Source: Sherman Publications

Special fund for capital improvements

July 03, 2013

A savings account “that can’t be touched.”

As of Jan. 24, that’s what the City of the Village of Clarkston has. At their meeting, council put $9,000 into the Capital Improvement Fund for special projects.

“The whole point is to give us money to do large projects,” said City Manager Carol Eberhardt. “The money will also be used for long-term planning for projects.”

The money can also be used in the event of a disaster or emergency, Eberhardt said.

How much is deposited in the fund will depend on annual budget variables.

She said it just makes good sense for communities to have a fund with money set aside for projects or emergencies. The city will save money in the fund to pay for special projects on a sort of “wish list.”

Projects could include work on the bridge in Depot Park or extending the sidewalk on the west side of North Main Street from Miller to the parking lot where Brioni Café is located.

Eberhardt said some of the projects on the list will include sidewalk repairs throughout the city.

“We will identify all areas in the village in need of repair and prioritize,” she said.

The resolution passed by the council also states the money can be used for acquiring, constructing, extending, altering, repairing, or equipping public improvements or public buildings.

Under the city’s definition of the fund, a capital improvement is a City facility or item such as a building, structure, physical improvement, facility repairs, road, parking lot, utility, land acquisitions, equipment or vehicles.
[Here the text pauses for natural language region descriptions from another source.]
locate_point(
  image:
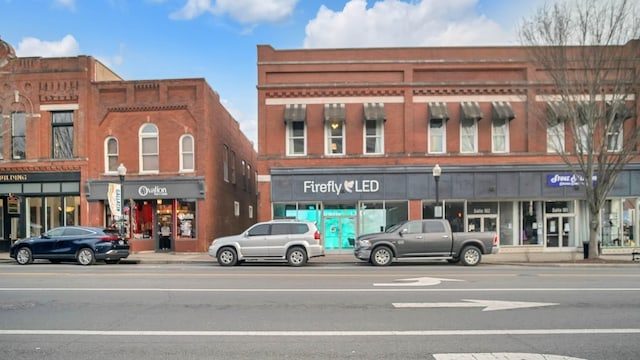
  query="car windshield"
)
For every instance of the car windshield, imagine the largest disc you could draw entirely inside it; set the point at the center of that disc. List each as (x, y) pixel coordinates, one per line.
(394, 227)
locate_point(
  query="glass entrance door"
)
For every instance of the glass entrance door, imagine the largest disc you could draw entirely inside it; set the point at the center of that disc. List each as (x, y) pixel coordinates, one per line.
(339, 232)
(482, 223)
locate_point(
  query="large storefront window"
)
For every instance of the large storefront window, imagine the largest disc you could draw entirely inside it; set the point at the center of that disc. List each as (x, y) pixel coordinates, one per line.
(186, 219)
(619, 223)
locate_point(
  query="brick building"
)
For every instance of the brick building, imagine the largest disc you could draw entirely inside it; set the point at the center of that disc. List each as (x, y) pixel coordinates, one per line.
(68, 123)
(349, 138)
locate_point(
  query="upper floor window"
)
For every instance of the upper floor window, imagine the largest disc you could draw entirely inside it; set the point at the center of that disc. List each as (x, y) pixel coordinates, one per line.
(149, 160)
(374, 118)
(557, 114)
(438, 116)
(469, 127)
(335, 118)
(502, 115)
(295, 121)
(62, 134)
(225, 163)
(187, 160)
(18, 135)
(111, 155)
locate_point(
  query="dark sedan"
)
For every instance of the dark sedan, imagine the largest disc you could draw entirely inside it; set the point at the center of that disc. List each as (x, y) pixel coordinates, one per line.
(72, 243)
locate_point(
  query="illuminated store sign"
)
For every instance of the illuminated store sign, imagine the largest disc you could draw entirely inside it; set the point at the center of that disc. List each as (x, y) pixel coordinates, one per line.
(557, 180)
(347, 186)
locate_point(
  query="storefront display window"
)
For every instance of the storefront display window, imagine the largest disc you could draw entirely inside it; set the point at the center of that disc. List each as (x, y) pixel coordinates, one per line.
(186, 213)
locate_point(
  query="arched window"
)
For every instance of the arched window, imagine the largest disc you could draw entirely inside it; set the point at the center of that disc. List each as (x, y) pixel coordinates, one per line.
(149, 162)
(111, 155)
(187, 157)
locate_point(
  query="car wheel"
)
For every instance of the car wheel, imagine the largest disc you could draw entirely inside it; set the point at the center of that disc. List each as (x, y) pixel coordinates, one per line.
(381, 256)
(85, 257)
(23, 256)
(227, 256)
(296, 256)
(470, 256)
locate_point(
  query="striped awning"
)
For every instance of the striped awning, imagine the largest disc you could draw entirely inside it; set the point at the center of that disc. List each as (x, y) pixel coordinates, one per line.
(438, 110)
(374, 111)
(470, 110)
(502, 110)
(295, 112)
(334, 112)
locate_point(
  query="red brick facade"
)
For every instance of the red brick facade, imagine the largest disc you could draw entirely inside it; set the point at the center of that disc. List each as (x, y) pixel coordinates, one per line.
(104, 106)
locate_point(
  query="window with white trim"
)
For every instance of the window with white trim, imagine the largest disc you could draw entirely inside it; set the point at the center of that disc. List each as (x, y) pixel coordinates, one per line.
(555, 137)
(149, 150)
(468, 135)
(296, 138)
(187, 153)
(373, 136)
(111, 155)
(500, 135)
(437, 136)
(335, 137)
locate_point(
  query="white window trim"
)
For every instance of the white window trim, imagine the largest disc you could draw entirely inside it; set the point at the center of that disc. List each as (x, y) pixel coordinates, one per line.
(379, 135)
(444, 137)
(475, 138)
(327, 140)
(556, 138)
(506, 136)
(141, 136)
(289, 134)
(106, 154)
(192, 153)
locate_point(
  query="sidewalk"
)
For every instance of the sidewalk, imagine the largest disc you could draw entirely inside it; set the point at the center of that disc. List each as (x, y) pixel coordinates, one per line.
(346, 257)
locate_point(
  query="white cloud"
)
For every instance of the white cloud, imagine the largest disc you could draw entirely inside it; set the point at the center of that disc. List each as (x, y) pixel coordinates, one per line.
(395, 23)
(30, 46)
(70, 4)
(243, 11)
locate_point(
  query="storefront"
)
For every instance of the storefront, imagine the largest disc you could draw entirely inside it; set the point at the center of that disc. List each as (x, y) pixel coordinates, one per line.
(159, 214)
(32, 203)
(526, 206)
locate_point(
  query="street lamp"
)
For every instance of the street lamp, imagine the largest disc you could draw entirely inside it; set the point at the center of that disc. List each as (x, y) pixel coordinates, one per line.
(436, 176)
(122, 172)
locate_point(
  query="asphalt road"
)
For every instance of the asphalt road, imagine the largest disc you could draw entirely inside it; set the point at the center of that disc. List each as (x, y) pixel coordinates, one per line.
(426, 311)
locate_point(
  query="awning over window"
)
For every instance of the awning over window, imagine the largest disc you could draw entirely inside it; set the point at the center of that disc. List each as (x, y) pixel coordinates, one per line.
(470, 110)
(557, 111)
(374, 111)
(333, 112)
(438, 110)
(502, 110)
(295, 112)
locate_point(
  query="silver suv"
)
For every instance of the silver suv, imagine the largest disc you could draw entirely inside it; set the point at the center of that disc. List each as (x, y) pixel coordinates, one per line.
(292, 240)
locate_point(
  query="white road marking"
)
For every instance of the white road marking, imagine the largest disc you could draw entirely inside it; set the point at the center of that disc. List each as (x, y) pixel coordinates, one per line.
(313, 333)
(421, 281)
(328, 290)
(502, 356)
(489, 305)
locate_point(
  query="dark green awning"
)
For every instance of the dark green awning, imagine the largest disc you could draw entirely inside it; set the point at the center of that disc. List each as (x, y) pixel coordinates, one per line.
(470, 110)
(438, 110)
(374, 111)
(295, 112)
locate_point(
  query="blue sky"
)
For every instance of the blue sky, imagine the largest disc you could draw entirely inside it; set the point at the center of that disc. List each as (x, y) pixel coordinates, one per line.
(216, 39)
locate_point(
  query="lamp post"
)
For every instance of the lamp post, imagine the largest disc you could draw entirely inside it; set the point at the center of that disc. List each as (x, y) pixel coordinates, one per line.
(436, 176)
(122, 172)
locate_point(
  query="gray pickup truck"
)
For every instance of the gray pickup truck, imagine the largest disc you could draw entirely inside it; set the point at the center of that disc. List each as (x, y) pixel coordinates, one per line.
(430, 239)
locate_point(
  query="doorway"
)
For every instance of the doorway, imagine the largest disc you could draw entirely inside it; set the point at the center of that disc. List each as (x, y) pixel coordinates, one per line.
(482, 223)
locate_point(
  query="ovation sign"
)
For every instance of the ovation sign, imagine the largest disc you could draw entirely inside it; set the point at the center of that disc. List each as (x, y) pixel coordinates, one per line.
(347, 186)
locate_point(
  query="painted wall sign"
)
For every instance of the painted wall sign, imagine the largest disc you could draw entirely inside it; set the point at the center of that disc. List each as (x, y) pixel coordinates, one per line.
(347, 186)
(557, 180)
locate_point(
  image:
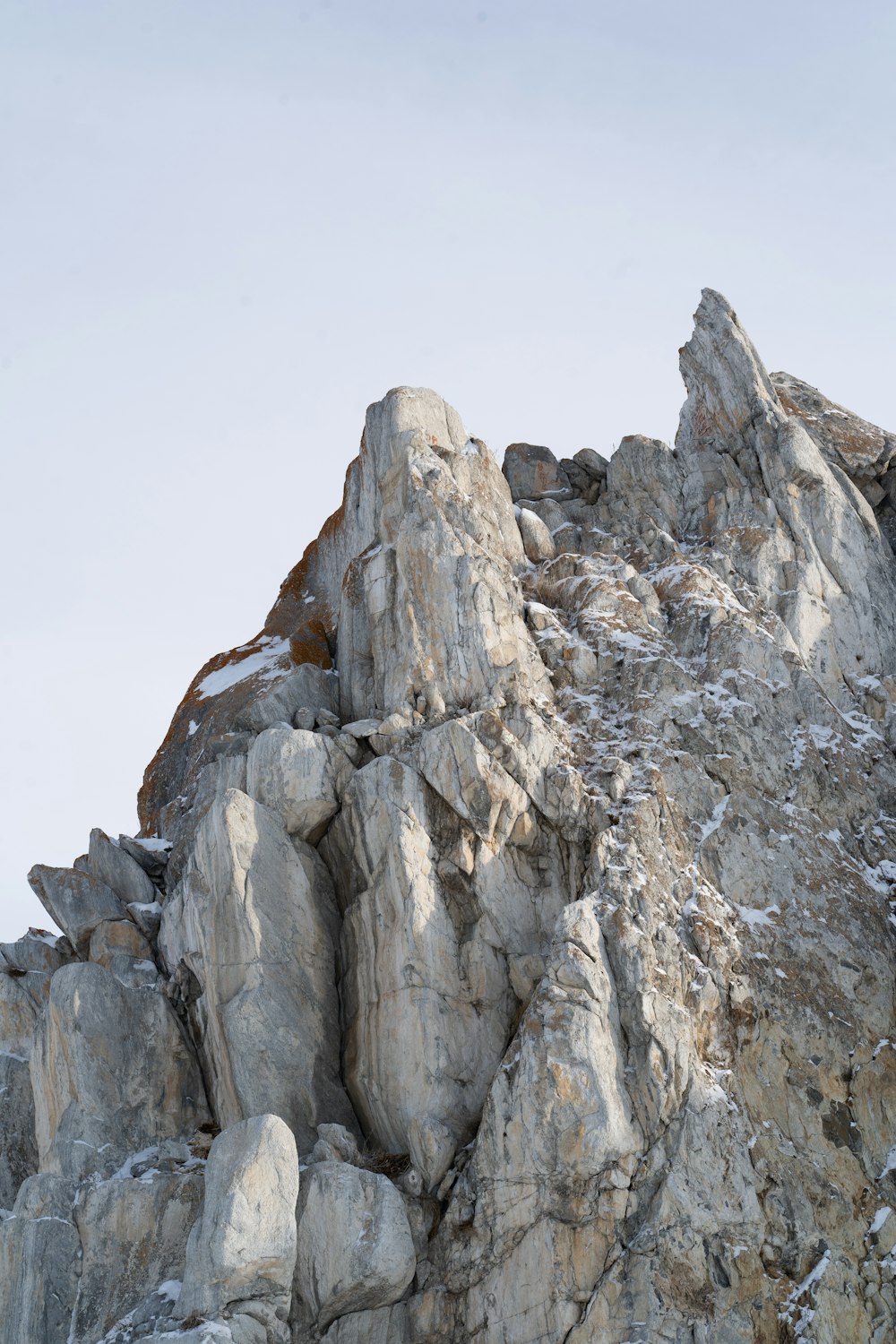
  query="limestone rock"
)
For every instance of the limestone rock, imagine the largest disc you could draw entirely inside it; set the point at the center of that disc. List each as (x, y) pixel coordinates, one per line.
(97, 1098)
(301, 776)
(253, 925)
(355, 1246)
(118, 870)
(134, 1236)
(244, 1246)
(75, 900)
(533, 472)
(39, 1262)
(536, 539)
(570, 862)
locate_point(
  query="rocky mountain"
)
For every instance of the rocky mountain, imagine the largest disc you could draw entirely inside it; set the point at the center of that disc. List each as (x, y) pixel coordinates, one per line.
(508, 951)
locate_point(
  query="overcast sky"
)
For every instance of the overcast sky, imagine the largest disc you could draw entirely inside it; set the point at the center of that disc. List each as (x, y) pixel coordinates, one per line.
(226, 228)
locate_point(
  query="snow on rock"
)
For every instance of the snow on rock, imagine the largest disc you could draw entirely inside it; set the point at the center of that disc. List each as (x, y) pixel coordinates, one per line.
(532, 875)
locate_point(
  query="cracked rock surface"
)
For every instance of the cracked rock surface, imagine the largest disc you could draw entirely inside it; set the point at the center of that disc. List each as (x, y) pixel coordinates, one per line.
(506, 954)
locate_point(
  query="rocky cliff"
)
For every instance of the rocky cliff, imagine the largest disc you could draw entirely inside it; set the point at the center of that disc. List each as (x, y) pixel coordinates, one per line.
(508, 951)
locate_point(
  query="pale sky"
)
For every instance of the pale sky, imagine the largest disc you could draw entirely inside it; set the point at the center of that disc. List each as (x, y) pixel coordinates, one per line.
(226, 226)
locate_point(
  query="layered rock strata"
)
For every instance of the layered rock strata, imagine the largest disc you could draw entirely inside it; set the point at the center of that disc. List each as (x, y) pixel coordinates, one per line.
(508, 951)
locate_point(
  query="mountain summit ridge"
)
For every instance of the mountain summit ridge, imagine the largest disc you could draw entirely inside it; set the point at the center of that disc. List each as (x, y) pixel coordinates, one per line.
(508, 952)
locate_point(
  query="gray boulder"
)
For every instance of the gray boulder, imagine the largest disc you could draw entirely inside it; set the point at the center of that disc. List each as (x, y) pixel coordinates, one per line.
(355, 1245)
(244, 1246)
(75, 900)
(112, 1073)
(118, 870)
(533, 472)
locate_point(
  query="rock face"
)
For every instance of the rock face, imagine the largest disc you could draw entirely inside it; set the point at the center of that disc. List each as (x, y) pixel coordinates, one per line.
(516, 909)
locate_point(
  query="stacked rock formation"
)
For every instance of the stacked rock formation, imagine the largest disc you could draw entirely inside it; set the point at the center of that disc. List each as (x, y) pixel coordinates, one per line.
(508, 951)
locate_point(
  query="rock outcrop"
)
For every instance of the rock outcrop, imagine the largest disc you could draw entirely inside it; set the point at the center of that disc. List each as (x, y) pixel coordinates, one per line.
(508, 951)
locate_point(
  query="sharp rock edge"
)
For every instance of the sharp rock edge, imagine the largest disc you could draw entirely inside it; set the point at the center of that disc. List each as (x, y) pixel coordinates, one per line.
(506, 956)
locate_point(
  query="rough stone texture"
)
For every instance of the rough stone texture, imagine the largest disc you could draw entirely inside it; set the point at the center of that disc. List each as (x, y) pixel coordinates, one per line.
(112, 1073)
(244, 1246)
(598, 933)
(75, 900)
(536, 539)
(134, 1236)
(533, 472)
(39, 1262)
(355, 1246)
(249, 940)
(120, 871)
(301, 776)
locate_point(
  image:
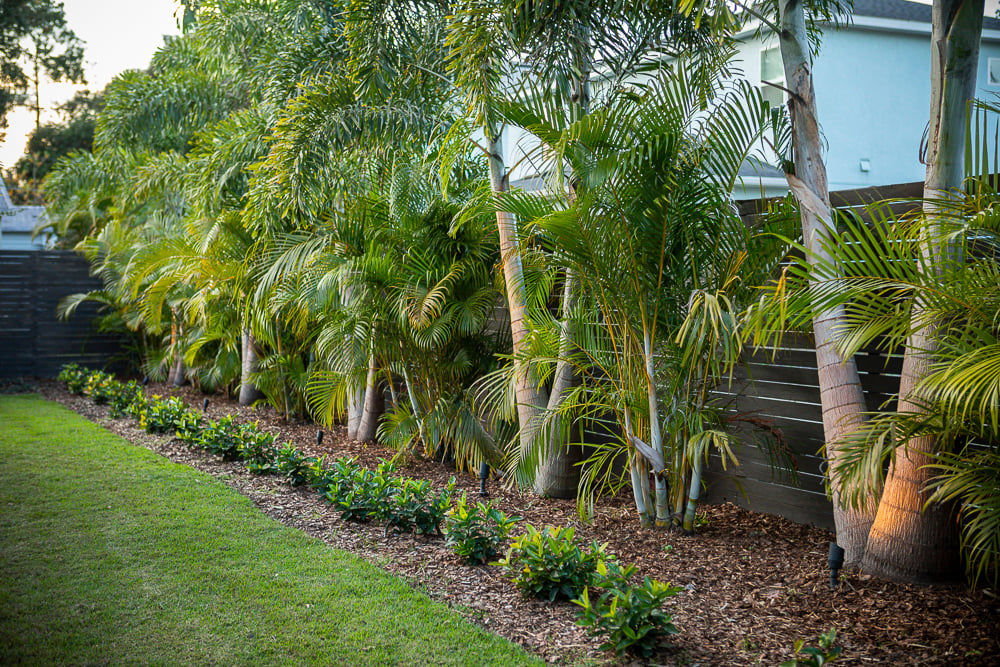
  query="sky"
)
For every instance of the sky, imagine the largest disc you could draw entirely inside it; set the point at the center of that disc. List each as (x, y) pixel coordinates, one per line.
(118, 35)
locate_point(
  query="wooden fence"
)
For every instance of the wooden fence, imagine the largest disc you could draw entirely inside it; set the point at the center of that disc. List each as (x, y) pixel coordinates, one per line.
(33, 341)
(783, 391)
(780, 389)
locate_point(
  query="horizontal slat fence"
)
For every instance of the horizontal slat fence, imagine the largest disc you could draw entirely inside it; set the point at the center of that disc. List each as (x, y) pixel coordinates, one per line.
(781, 389)
(33, 340)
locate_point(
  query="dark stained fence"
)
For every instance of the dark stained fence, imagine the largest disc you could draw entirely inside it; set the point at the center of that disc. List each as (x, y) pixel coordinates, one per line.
(33, 340)
(779, 389)
(782, 390)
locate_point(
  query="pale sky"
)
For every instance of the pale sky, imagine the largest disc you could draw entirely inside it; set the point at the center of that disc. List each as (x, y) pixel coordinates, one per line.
(118, 35)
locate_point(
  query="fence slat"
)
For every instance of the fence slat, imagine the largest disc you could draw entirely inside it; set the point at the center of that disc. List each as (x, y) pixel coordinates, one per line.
(33, 341)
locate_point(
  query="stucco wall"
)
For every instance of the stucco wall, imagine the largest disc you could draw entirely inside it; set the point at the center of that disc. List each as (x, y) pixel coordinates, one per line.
(873, 97)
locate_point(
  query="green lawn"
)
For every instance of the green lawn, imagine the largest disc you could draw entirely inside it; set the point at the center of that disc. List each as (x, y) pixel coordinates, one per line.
(110, 554)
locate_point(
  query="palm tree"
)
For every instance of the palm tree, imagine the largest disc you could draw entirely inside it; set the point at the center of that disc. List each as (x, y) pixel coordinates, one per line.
(649, 225)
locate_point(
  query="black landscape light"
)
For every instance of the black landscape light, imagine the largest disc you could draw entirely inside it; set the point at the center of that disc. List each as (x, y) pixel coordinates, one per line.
(836, 561)
(484, 474)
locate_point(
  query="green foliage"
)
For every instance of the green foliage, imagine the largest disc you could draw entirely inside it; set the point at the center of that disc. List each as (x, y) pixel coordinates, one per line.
(121, 396)
(364, 494)
(294, 465)
(257, 449)
(99, 386)
(631, 617)
(416, 507)
(334, 481)
(170, 416)
(550, 564)
(476, 532)
(222, 437)
(230, 586)
(825, 653)
(75, 378)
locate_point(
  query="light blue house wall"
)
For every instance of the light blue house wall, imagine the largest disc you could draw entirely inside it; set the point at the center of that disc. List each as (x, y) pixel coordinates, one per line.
(872, 85)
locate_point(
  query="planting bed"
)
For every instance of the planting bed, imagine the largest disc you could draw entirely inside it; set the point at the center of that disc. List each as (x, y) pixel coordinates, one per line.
(755, 583)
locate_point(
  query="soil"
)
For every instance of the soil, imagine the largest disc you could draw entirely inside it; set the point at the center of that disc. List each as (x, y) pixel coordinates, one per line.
(755, 583)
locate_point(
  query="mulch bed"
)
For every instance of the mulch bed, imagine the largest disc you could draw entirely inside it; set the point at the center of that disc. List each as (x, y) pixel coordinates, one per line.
(755, 582)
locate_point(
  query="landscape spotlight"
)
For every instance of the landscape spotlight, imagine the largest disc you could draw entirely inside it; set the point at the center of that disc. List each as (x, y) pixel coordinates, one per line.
(484, 474)
(836, 561)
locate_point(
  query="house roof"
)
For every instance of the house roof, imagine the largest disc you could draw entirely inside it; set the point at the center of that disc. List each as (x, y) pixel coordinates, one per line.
(901, 10)
(23, 219)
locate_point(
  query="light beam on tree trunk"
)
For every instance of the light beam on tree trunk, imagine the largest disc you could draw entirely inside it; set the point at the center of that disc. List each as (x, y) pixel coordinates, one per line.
(910, 541)
(840, 386)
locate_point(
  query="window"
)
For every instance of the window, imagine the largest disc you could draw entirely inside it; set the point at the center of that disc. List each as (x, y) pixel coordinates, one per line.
(773, 71)
(993, 73)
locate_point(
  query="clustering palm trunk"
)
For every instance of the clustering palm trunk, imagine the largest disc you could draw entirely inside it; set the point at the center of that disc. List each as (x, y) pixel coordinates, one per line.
(531, 399)
(840, 386)
(909, 540)
(249, 393)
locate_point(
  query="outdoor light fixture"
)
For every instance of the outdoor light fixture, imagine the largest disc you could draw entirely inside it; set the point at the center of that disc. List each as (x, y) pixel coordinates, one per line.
(836, 561)
(484, 474)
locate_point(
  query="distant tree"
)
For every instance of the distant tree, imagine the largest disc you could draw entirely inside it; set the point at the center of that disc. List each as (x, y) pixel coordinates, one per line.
(34, 35)
(50, 142)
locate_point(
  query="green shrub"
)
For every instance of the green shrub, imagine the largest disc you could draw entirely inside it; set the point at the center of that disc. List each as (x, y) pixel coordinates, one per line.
(825, 653)
(294, 465)
(369, 495)
(99, 385)
(549, 564)
(335, 480)
(415, 506)
(170, 416)
(631, 617)
(476, 532)
(257, 449)
(121, 396)
(221, 437)
(75, 378)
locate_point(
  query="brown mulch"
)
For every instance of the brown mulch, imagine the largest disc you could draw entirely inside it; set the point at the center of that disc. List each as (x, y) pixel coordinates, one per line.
(755, 582)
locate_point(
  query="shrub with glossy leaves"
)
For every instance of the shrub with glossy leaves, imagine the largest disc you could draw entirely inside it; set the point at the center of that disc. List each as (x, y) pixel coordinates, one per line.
(417, 507)
(294, 465)
(74, 377)
(476, 532)
(631, 617)
(550, 564)
(99, 386)
(221, 437)
(121, 396)
(170, 416)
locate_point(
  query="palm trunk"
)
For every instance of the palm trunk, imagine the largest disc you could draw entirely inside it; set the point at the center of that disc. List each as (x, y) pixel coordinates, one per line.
(373, 407)
(840, 386)
(355, 409)
(175, 378)
(249, 393)
(655, 437)
(531, 399)
(639, 474)
(558, 472)
(910, 541)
A restricted fund, once the money is transferred to the Capital Improvement Fund from the city’s General Fund, it can only be used for capital improvements.

Eberhardt said the money will always stay in the fund unless the city has a capital improvement project or in the event of an emergency like a sewer line collapse.

“There are very specific rules to how you can spend the money,” said Eberhardt.

Many communities use Community Block Grant (CBG) funding to complete special projects like those included on the city’s wish list, but Clarkston has too much money.

“A lot of communities use the grants for capital improvements, but the city cannot due to the high income level of residents,” said Eberhardt.